Лёжа на песчаном каннском пляже, Ань вспоминал о старом Фане с какой-то обречённой жалостью. Сам он не верил ни в какой иной прогресс, кроме прогресса благосостояния правящих классов за счёт растущей нищеты обездоленных масс. Размышляя о возможности изменить мир к лучшему, он верил лишь в индивидуальную волю, этот неподвластный рациональному толкованию феномен, способный на самые удивительные и непредсказуемые свершения. Будучи завзятым ницшеанцем, он в то же время абсолютно не разделял выводов философа о том, что индивидуальная воля направлена всегда лишь на завоевание власти над себе подобными. Это казалось ему слишком мелким для такой силы космических масштабов. Власть над людьми? Увольте! Ведь воля личности сильнее всего именно тогда, когда она направлена к свету свободы, когда ей движет творческий импульс к совершенствованию этого мира. Вот что такое воля. Но воли одного человека слишком мало – это всё равно, что добровольно бросаться к Молоху истории репрессивного государства.

Неудивительно, что при таком ходе мыслей наибольшим спросом статьи Аня пользовались в анархистской прессе Франции, особенно в газете Libertaire.

«Нужно единство индивидуальных воль – Союз равных, как у Штирнера. Большевики смогли создать союз индоктринированных индивидов, кадровую партию, теперь очередь за нами, ещё более свободолюбивыми людьми, теми, кто левее большевиков, – думал он, прислушиваясь к мерному шуму волн, разбивавшихся о берег. – Как же мне не хватает спутников! Не масс для понукания, а равноценных товарищей по борьбе. Видит Бог, они мне нужны не меньше, чем философу Заратустре, и, возможно, также, как и он, я никогда не отыщу таких людей».
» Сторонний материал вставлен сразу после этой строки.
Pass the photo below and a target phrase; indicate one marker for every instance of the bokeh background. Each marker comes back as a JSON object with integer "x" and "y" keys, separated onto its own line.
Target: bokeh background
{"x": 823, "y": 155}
Его размышления прервал громкий всплеск. Это девушка, стремительно пробежавшая мимо него по песку, бросилась в море и поплыла навстречу волнам. Странно, как он её не заметил, погружённый в свои размышления? Он намеревался сделать лишь небольшую остановку в Каннах, как раз, чтобы окунуться в море, перед тем как продолжить свой путь к итальянской границе. Ещё по дороге из Лиона в Авиньон, Ань твёрдо решил направить свои стопы в Вечный город. Между тем, немного поплескавшись в ласковых средиземноморских водах, девушка уже выходила на берег из пены морской, отжимая свои густые волосы и искоса кокетливо поглядывая на чужестранца. Она неспешно подошла к нему и запросто, доверительно спросила:

– Ты из Аннама?

Ань присел на песке и кивнул. Она улыбнулась.

Её звали Марилу. Из-за неё он задержался на том пустынном пляже ещё на неделю. Она приходила ближе к полудню, приносила с собой корзину с едой и запотевшей бутылью холодного белого вина. Она с интересом слушала обо всём, что творилось в голове у загадочного чужестранца, раскрывшего перед ней свою душу. В числе прочего говорил он с ней и о старом Фане, и о своём несогласии с ним.

– Я сам перевёл Руссо на язык своей страны, Марилу, но я никогда не поверю в возможность социального контракта между властью и народом. Как можно всерьёз утверждать, что избирательный бюллетень, брошенный в урну, раз в несколько лет способен подарить человеку свободу? Это же насмешка над здравым смыслом!

– Ты анархист, чужеземец.

– Да, я анархист, если на то пошло! Народное волеизъявление – это не голосование за политических мошенников, нет! Это природное явление, способное перевернуть устоявшийся порядок, это дремлющее цунами творческой энергии.